The rapper stars in a new holiday-themed campaign for the brand as it pours more money into seasonal marketing. The new investment marks a direct challenge to Coke, whose polar bear mascots and Santa imagery have long been used to push the brand during the holidays.
Pepsi wants to put a more contemporary twist on the holidays. Its campaign, called “Gift it Forward with Pepsi,” includes what it calls a “digital scratch-off game” that makes use of QR codes imprinted on cans of the soda.
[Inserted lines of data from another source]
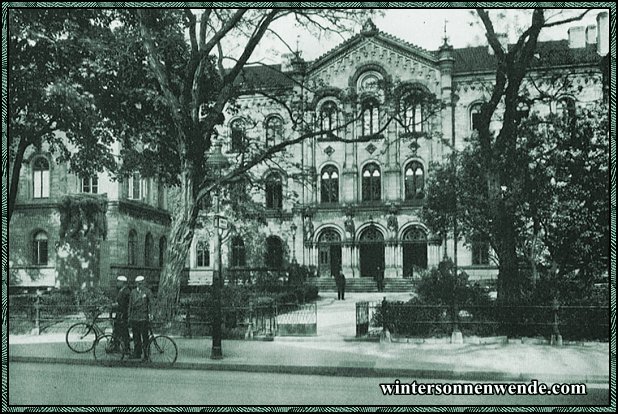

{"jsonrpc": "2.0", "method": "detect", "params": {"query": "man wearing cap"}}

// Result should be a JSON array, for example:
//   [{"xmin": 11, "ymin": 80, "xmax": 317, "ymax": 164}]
[
  {"xmin": 114, "ymin": 276, "xmax": 131, "ymax": 353},
  {"xmin": 129, "ymin": 275, "xmax": 154, "ymax": 361}
]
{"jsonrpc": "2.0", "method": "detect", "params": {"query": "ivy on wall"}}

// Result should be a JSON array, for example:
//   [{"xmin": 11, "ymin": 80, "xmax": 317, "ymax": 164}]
[{"xmin": 56, "ymin": 194, "xmax": 108, "ymax": 290}]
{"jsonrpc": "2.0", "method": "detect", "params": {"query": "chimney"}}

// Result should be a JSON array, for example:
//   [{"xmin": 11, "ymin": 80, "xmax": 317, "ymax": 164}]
[
  {"xmin": 596, "ymin": 11, "xmax": 609, "ymax": 56},
  {"xmin": 488, "ymin": 33, "xmax": 508, "ymax": 55},
  {"xmin": 586, "ymin": 25, "xmax": 597, "ymax": 45},
  {"xmin": 568, "ymin": 26, "xmax": 585, "ymax": 48}
]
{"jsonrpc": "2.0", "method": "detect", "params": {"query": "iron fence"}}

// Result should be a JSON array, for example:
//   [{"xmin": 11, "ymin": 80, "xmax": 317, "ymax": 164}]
[
  {"xmin": 8, "ymin": 294, "xmax": 317, "ymax": 339},
  {"xmin": 356, "ymin": 300, "xmax": 609, "ymax": 341}
]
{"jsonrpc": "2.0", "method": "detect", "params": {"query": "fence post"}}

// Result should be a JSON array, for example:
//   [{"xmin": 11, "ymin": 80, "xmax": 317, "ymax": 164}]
[
  {"xmin": 380, "ymin": 297, "xmax": 391, "ymax": 343},
  {"xmin": 550, "ymin": 298, "xmax": 562, "ymax": 346},
  {"xmin": 33, "ymin": 290, "xmax": 42, "ymax": 335}
]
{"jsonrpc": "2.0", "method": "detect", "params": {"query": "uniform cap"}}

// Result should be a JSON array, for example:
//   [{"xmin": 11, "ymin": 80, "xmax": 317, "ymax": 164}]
[
  {"xmin": 117, "ymin": 276, "xmax": 128, "ymax": 282},
  {"xmin": 135, "ymin": 275, "xmax": 145, "ymax": 282}
]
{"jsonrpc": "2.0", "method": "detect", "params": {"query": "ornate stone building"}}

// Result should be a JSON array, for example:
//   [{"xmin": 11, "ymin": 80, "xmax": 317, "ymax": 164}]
[
  {"xmin": 188, "ymin": 15, "xmax": 608, "ymax": 286},
  {"xmin": 9, "ymin": 13, "xmax": 608, "ymax": 291}
]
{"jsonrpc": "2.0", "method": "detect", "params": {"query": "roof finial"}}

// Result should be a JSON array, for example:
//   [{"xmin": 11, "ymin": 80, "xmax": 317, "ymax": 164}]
[
  {"xmin": 442, "ymin": 19, "xmax": 449, "ymax": 46},
  {"xmin": 361, "ymin": 18, "xmax": 378, "ymax": 35},
  {"xmin": 295, "ymin": 35, "xmax": 300, "ymax": 55}
]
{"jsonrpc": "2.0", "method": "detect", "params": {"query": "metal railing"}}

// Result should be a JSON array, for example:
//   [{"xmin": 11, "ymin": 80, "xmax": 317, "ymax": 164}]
[{"xmin": 356, "ymin": 300, "xmax": 609, "ymax": 342}]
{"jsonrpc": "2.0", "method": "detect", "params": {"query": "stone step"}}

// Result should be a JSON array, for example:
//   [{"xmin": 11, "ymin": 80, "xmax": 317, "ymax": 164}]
[{"xmin": 308, "ymin": 277, "xmax": 417, "ymax": 292}]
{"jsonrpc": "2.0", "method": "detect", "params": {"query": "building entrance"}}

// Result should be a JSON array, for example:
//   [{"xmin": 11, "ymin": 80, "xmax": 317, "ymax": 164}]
[
  {"xmin": 359, "ymin": 226, "xmax": 384, "ymax": 278},
  {"xmin": 402, "ymin": 227, "xmax": 427, "ymax": 278},
  {"xmin": 317, "ymin": 229, "xmax": 342, "ymax": 277}
]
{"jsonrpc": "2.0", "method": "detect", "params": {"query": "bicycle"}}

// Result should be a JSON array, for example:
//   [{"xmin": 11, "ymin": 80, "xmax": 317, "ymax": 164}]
[
  {"xmin": 65, "ymin": 310, "xmax": 112, "ymax": 353},
  {"xmin": 93, "ymin": 323, "xmax": 178, "ymax": 366}
]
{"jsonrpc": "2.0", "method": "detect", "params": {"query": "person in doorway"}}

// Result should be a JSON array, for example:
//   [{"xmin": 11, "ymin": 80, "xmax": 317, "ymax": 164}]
[
  {"xmin": 336, "ymin": 267, "xmax": 346, "ymax": 300},
  {"xmin": 376, "ymin": 264, "xmax": 384, "ymax": 292},
  {"xmin": 129, "ymin": 275, "xmax": 154, "ymax": 361},
  {"xmin": 113, "ymin": 275, "xmax": 131, "ymax": 354}
]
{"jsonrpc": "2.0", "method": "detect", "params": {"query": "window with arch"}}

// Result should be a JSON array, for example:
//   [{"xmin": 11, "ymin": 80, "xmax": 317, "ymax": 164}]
[
  {"xmin": 472, "ymin": 238, "xmax": 490, "ymax": 265},
  {"xmin": 230, "ymin": 236, "xmax": 246, "ymax": 267},
  {"xmin": 556, "ymin": 97, "xmax": 576, "ymax": 123},
  {"xmin": 405, "ymin": 161, "xmax": 425, "ymax": 200},
  {"xmin": 128, "ymin": 230, "xmax": 137, "ymax": 266},
  {"xmin": 32, "ymin": 230, "xmax": 49, "ymax": 265},
  {"xmin": 144, "ymin": 233, "xmax": 154, "ymax": 267},
  {"xmin": 230, "ymin": 119, "xmax": 246, "ymax": 152},
  {"xmin": 159, "ymin": 236, "xmax": 167, "ymax": 268},
  {"xmin": 196, "ymin": 240, "xmax": 210, "ymax": 267},
  {"xmin": 362, "ymin": 163, "xmax": 381, "ymax": 202},
  {"xmin": 265, "ymin": 172, "xmax": 283, "ymax": 209},
  {"xmin": 265, "ymin": 236, "xmax": 284, "ymax": 269},
  {"xmin": 265, "ymin": 115, "xmax": 283, "ymax": 147},
  {"xmin": 319, "ymin": 100, "xmax": 339, "ymax": 137},
  {"xmin": 128, "ymin": 172, "xmax": 141, "ymax": 200},
  {"xmin": 81, "ymin": 176, "xmax": 98, "ymax": 194},
  {"xmin": 470, "ymin": 103, "xmax": 483, "ymax": 131},
  {"xmin": 321, "ymin": 165, "xmax": 339, "ymax": 204},
  {"xmin": 362, "ymin": 98, "xmax": 380, "ymax": 136},
  {"xmin": 399, "ymin": 87, "xmax": 427, "ymax": 133},
  {"xmin": 33, "ymin": 157, "xmax": 50, "ymax": 198}
]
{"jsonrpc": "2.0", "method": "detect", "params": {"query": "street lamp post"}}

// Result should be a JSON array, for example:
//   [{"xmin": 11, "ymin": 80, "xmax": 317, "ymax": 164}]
[
  {"xmin": 206, "ymin": 140, "xmax": 229, "ymax": 360},
  {"xmin": 290, "ymin": 223, "xmax": 297, "ymax": 264}
]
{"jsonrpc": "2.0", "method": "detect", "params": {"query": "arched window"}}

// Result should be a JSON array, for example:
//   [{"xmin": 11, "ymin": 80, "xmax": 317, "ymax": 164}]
[
  {"xmin": 81, "ymin": 175, "xmax": 98, "ymax": 194},
  {"xmin": 265, "ymin": 115, "xmax": 282, "ymax": 147},
  {"xmin": 196, "ymin": 240, "xmax": 210, "ymax": 267},
  {"xmin": 33, "ymin": 157, "xmax": 50, "ymax": 198},
  {"xmin": 159, "ymin": 236, "xmax": 167, "ymax": 268},
  {"xmin": 128, "ymin": 172, "xmax": 141, "ymax": 200},
  {"xmin": 400, "ymin": 88, "xmax": 426, "ymax": 133},
  {"xmin": 230, "ymin": 119, "xmax": 246, "ymax": 152},
  {"xmin": 128, "ymin": 230, "xmax": 137, "ymax": 266},
  {"xmin": 265, "ymin": 236, "xmax": 284, "ymax": 269},
  {"xmin": 405, "ymin": 161, "xmax": 424, "ymax": 200},
  {"xmin": 472, "ymin": 239, "xmax": 490, "ymax": 265},
  {"xmin": 320, "ymin": 165, "xmax": 339, "ymax": 203},
  {"xmin": 470, "ymin": 103, "xmax": 483, "ymax": 131},
  {"xmin": 265, "ymin": 172, "xmax": 283, "ymax": 209},
  {"xmin": 32, "ymin": 231, "xmax": 48, "ymax": 265},
  {"xmin": 231, "ymin": 236, "xmax": 246, "ymax": 267},
  {"xmin": 362, "ymin": 98, "xmax": 380, "ymax": 136},
  {"xmin": 362, "ymin": 163, "xmax": 381, "ymax": 202},
  {"xmin": 144, "ymin": 233, "xmax": 154, "ymax": 267},
  {"xmin": 319, "ymin": 101, "xmax": 338, "ymax": 137}
]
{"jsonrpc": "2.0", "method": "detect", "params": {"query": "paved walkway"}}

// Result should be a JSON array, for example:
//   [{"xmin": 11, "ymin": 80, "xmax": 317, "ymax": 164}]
[{"xmin": 8, "ymin": 291, "xmax": 610, "ymax": 384}]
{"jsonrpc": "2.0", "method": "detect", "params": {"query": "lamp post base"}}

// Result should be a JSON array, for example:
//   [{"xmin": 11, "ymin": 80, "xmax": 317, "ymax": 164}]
[{"xmin": 210, "ymin": 346, "xmax": 223, "ymax": 360}]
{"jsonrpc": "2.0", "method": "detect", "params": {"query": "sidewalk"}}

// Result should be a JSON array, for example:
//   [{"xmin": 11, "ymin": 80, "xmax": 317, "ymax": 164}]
[{"xmin": 7, "ymin": 292, "xmax": 611, "ymax": 384}]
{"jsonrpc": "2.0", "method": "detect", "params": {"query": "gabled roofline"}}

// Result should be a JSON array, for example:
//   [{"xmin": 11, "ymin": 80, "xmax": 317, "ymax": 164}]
[{"xmin": 308, "ymin": 30, "xmax": 438, "ymax": 74}]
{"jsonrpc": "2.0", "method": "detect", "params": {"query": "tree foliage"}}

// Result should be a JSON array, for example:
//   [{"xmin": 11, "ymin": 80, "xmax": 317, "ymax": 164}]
[{"xmin": 8, "ymin": 9, "xmax": 118, "ymax": 221}]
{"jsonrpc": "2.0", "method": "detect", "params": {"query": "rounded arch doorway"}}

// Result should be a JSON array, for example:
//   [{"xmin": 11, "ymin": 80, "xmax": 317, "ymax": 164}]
[
  {"xmin": 402, "ymin": 227, "xmax": 427, "ymax": 278},
  {"xmin": 317, "ymin": 229, "xmax": 342, "ymax": 278},
  {"xmin": 359, "ymin": 226, "xmax": 384, "ymax": 278}
]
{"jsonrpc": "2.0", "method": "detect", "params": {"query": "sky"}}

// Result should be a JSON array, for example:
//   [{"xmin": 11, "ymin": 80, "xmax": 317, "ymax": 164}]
[{"xmin": 240, "ymin": 8, "xmax": 604, "ymax": 64}]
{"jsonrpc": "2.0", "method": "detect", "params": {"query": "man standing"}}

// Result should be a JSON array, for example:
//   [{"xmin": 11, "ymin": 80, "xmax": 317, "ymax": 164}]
[
  {"xmin": 114, "ymin": 276, "xmax": 131, "ymax": 354},
  {"xmin": 376, "ymin": 264, "xmax": 384, "ymax": 292},
  {"xmin": 129, "ymin": 275, "xmax": 154, "ymax": 361},
  {"xmin": 336, "ymin": 267, "xmax": 346, "ymax": 300}
]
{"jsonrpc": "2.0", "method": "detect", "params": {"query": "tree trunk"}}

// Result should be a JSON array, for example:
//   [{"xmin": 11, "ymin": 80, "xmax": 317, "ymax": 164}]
[
  {"xmin": 156, "ymin": 168, "xmax": 200, "ymax": 321},
  {"xmin": 8, "ymin": 138, "xmax": 29, "ymax": 223},
  {"xmin": 495, "ymin": 201, "xmax": 521, "ymax": 305}
]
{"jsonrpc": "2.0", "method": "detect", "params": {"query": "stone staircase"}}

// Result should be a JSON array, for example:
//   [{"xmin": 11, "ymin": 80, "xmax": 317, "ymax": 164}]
[{"xmin": 309, "ymin": 277, "xmax": 417, "ymax": 293}]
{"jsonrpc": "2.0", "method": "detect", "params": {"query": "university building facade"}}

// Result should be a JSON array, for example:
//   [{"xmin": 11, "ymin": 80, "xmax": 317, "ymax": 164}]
[{"xmin": 9, "ymin": 13, "xmax": 608, "ymax": 290}]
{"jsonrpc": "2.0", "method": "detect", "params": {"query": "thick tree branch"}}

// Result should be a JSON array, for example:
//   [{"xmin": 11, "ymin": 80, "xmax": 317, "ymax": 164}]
[{"xmin": 477, "ymin": 9, "xmax": 506, "ymax": 60}]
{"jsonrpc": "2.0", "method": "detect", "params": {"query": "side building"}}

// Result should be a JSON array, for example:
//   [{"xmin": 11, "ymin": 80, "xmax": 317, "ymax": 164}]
[{"xmin": 9, "ymin": 141, "xmax": 172, "ymax": 292}]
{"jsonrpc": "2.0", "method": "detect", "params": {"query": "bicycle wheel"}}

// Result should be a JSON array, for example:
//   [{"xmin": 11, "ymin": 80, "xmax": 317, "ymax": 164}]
[
  {"xmin": 66, "ymin": 322, "xmax": 97, "ymax": 353},
  {"xmin": 93, "ymin": 334, "xmax": 126, "ymax": 363},
  {"xmin": 147, "ymin": 335, "xmax": 177, "ymax": 365}
]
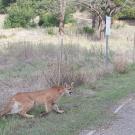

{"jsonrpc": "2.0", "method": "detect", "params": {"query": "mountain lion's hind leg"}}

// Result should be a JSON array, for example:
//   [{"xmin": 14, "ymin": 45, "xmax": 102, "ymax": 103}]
[{"xmin": 18, "ymin": 100, "xmax": 34, "ymax": 118}]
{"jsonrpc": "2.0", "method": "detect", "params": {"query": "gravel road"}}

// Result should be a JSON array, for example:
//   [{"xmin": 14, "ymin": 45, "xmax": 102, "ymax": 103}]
[{"xmin": 94, "ymin": 98, "xmax": 135, "ymax": 135}]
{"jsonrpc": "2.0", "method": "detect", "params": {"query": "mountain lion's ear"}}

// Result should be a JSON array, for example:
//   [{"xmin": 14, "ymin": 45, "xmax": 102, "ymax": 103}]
[{"xmin": 64, "ymin": 82, "xmax": 68, "ymax": 88}]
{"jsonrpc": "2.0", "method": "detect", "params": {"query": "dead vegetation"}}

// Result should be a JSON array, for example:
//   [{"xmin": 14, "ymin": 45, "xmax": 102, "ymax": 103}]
[
  {"xmin": 0, "ymin": 22, "xmax": 134, "ymax": 107},
  {"xmin": 113, "ymin": 52, "xmax": 128, "ymax": 73},
  {"xmin": 0, "ymin": 42, "xmax": 114, "ymax": 106}
]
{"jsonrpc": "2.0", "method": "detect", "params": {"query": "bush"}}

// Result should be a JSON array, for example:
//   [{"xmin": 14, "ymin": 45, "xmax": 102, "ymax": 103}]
[
  {"xmin": 4, "ymin": 2, "xmax": 35, "ymax": 28},
  {"xmin": 0, "ymin": 0, "xmax": 3, "ymax": 12},
  {"xmin": 115, "ymin": 7, "xmax": 135, "ymax": 19},
  {"xmin": 64, "ymin": 14, "xmax": 76, "ymax": 24},
  {"xmin": 1, "ymin": 0, "xmax": 16, "ymax": 7},
  {"xmin": 0, "ymin": 0, "xmax": 16, "ymax": 13},
  {"xmin": 3, "ymin": 0, "xmax": 76, "ymax": 28},
  {"xmin": 113, "ymin": 53, "xmax": 128, "ymax": 74},
  {"xmin": 39, "ymin": 13, "xmax": 59, "ymax": 27},
  {"xmin": 47, "ymin": 27, "xmax": 55, "ymax": 35},
  {"xmin": 83, "ymin": 26, "xmax": 95, "ymax": 35},
  {"xmin": 39, "ymin": 13, "xmax": 76, "ymax": 27}
]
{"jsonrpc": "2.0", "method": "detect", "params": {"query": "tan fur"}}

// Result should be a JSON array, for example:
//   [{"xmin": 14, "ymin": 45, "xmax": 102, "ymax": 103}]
[{"xmin": 0, "ymin": 83, "xmax": 74, "ymax": 118}]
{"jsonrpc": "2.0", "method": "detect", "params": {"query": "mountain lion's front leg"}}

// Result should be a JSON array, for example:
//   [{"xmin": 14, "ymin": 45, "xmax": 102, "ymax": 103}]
[
  {"xmin": 53, "ymin": 104, "xmax": 64, "ymax": 113},
  {"xmin": 40, "ymin": 103, "xmax": 53, "ymax": 117}
]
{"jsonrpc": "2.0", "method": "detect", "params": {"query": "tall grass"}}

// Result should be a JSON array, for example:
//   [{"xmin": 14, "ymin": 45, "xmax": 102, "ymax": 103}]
[
  {"xmin": 113, "ymin": 52, "xmax": 128, "ymax": 73},
  {"xmin": 0, "ymin": 41, "xmax": 114, "ymax": 105}
]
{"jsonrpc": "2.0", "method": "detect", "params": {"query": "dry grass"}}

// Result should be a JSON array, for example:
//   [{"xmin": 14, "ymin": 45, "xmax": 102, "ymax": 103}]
[
  {"xmin": 0, "ymin": 21, "xmax": 134, "ymax": 105},
  {"xmin": 0, "ymin": 41, "xmax": 113, "ymax": 106},
  {"xmin": 0, "ymin": 21, "xmax": 134, "ymax": 52},
  {"xmin": 113, "ymin": 52, "xmax": 128, "ymax": 73},
  {"xmin": 0, "ymin": 20, "xmax": 134, "ymax": 135}
]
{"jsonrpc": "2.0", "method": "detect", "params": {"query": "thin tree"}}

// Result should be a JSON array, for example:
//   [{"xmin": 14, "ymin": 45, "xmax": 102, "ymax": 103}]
[
  {"xmin": 74, "ymin": 0, "xmax": 134, "ymax": 40},
  {"xmin": 58, "ymin": 0, "xmax": 66, "ymax": 85}
]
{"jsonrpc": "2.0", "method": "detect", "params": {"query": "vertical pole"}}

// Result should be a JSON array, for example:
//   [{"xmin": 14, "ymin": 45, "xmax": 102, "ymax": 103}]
[
  {"xmin": 133, "ymin": 32, "xmax": 135, "ymax": 63},
  {"xmin": 105, "ymin": 16, "xmax": 111, "ymax": 67},
  {"xmin": 58, "ymin": 34, "xmax": 64, "ymax": 86},
  {"xmin": 105, "ymin": 35, "xmax": 109, "ymax": 66},
  {"xmin": 58, "ymin": 0, "xmax": 66, "ymax": 86}
]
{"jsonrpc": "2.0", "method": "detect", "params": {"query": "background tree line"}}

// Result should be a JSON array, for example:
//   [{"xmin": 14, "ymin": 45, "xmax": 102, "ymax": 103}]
[
  {"xmin": 0, "ymin": 0, "xmax": 75, "ymax": 28},
  {"xmin": 0, "ymin": 0, "xmax": 134, "ymax": 30}
]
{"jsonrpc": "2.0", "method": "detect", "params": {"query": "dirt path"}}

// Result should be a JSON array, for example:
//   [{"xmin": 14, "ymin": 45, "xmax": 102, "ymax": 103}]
[{"xmin": 94, "ymin": 98, "xmax": 135, "ymax": 135}]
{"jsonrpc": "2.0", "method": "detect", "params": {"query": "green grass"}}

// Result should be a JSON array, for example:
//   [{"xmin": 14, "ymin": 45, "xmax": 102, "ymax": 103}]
[{"xmin": 0, "ymin": 65, "xmax": 135, "ymax": 135}]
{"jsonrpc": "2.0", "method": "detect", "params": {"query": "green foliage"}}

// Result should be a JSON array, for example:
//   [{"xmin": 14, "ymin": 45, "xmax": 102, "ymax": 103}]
[
  {"xmin": 116, "ymin": 7, "xmax": 135, "ymax": 19},
  {"xmin": 0, "ymin": 0, "xmax": 16, "ymax": 13},
  {"xmin": 2, "ymin": 0, "xmax": 76, "ymax": 28},
  {"xmin": 4, "ymin": 2, "xmax": 35, "ymax": 28},
  {"xmin": 39, "ymin": 10, "xmax": 76, "ymax": 27},
  {"xmin": 47, "ymin": 27, "xmax": 55, "ymax": 35},
  {"xmin": 4, "ymin": 0, "xmax": 59, "ymax": 28},
  {"xmin": 64, "ymin": 14, "xmax": 76, "ymax": 24},
  {"xmin": 64, "ymin": 2, "xmax": 76, "ymax": 24},
  {"xmin": 112, "ymin": 0, "xmax": 135, "ymax": 19},
  {"xmin": 83, "ymin": 26, "xmax": 95, "ymax": 35},
  {"xmin": 39, "ymin": 13, "xmax": 59, "ymax": 27},
  {"xmin": 0, "ymin": 0, "xmax": 5, "ymax": 13},
  {"xmin": 2, "ymin": 0, "xmax": 16, "ymax": 7},
  {"xmin": 113, "ymin": 0, "xmax": 126, "ymax": 5},
  {"xmin": 1, "ymin": 0, "xmax": 135, "ymax": 28}
]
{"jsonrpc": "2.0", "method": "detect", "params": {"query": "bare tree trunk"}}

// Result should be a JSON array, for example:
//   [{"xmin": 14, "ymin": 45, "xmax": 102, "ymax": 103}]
[
  {"xmin": 92, "ymin": 14, "xmax": 96, "ymax": 29},
  {"xmin": 58, "ymin": 0, "xmax": 66, "ymax": 86},
  {"xmin": 98, "ymin": 17, "xmax": 105, "ymax": 40}
]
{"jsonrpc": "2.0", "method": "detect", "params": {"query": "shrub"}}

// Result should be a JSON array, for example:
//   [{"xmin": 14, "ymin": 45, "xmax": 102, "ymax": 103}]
[
  {"xmin": 1, "ymin": 0, "xmax": 16, "ymax": 7},
  {"xmin": 4, "ymin": 2, "xmax": 35, "ymax": 28},
  {"xmin": 0, "ymin": 35, "xmax": 7, "ymax": 39},
  {"xmin": 64, "ymin": 14, "xmax": 76, "ymax": 24},
  {"xmin": 39, "ymin": 13, "xmax": 59, "ymax": 27},
  {"xmin": 113, "ymin": 53, "xmax": 128, "ymax": 74},
  {"xmin": 47, "ymin": 27, "xmax": 55, "ymax": 35},
  {"xmin": 83, "ymin": 26, "xmax": 95, "ymax": 35},
  {"xmin": 116, "ymin": 7, "xmax": 135, "ymax": 20},
  {"xmin": 39, "ymin": 13, "xmax": 76, "ymax": 27},
  {"xmin": 0, "ymin": 0, "xmax": 16, "ymax": 13},
  {"xmin": 0, "ymin": 0, "xmax": 4, "ymax": 13}
]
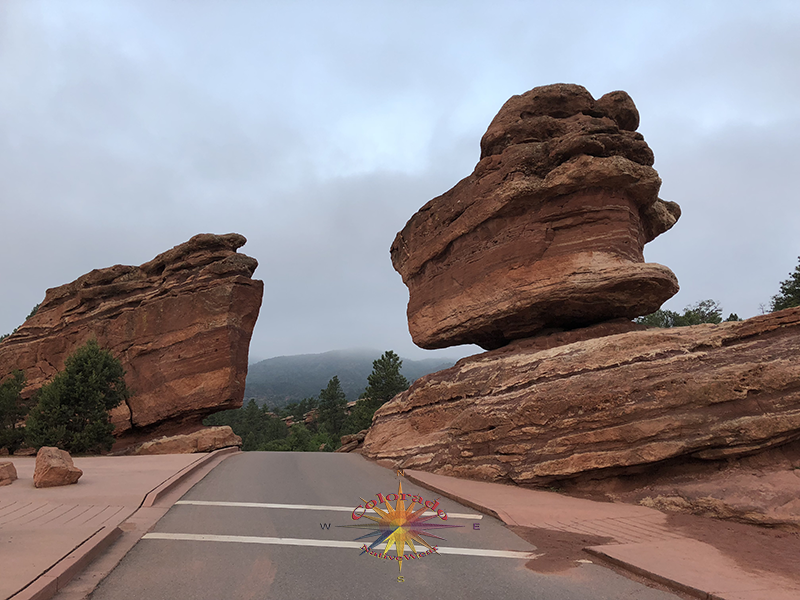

If buyers reveal three Pepsi globes, they win cash prizes ranging from $5 to $25,000. The catch is the money must be instantly gifted to a friend or charity.
Cardi B plugs the program via digital ads and a TV ad spot to run during NBC’s coverage of the “Macy’s Thanksgiving Day Parade,” as well as during National Football League Thanksgiving Day games.
The ad features a new take on the classic “Here Comes Santa Claus” tune called “Here Comes Cardi B.” She is shown mingling with elves and encouraging viewers to give money, not clothes, as gifts.“If you don’t know they size, don’t give them a sweater, give them the gift that always fits: cash,” she says.
Pepsi used Motive to design the “Gift it Forward” program, while VaynerMedia handled the Cardi B ad.
Todd Kaplan, VP of marketing for Pepsi, in an interview conceded that the brand has historically not done as much holiday marketing as Coke. Pepsi is stepping it up now because “the holidays are obviously a great time for cola and for our product,” he says. “As people stock up for the holiday parties and the meals, and all that, we want to make sure Pepsi is front of mind.”
But, he adds: “We don’t want to just be another brand that has Santa Claus and has your traditional holiday point of view.” Instead Pepsi wanted to do something that is a better fit for its brand image, he says, by “unapologetically giving out cash....with none other than Cardi B.”
Pepsi’s approach is certainly a departure from Coke’s holiday marketing tactics, which lean into more traditional holiday imagery. Coke is so closely linked to Christmas that its version of Santa Claus, first created in 1931 by artist Haddon Sundblom, is widely credited with popularizing the modern-day interpretation of Santa Claus—a big jolly man in a red suit. The polar bears have been part of Coca-Cola's repertoire since first appearing in a print ad in France in 1922.
Of course, Coke has modernized how it uses the bears over the years. This season the brand is touting an augmented reality experience in which consumers can scan images of the bears on cans using the Coca-Cola app to reveal action scenes like snowball fights.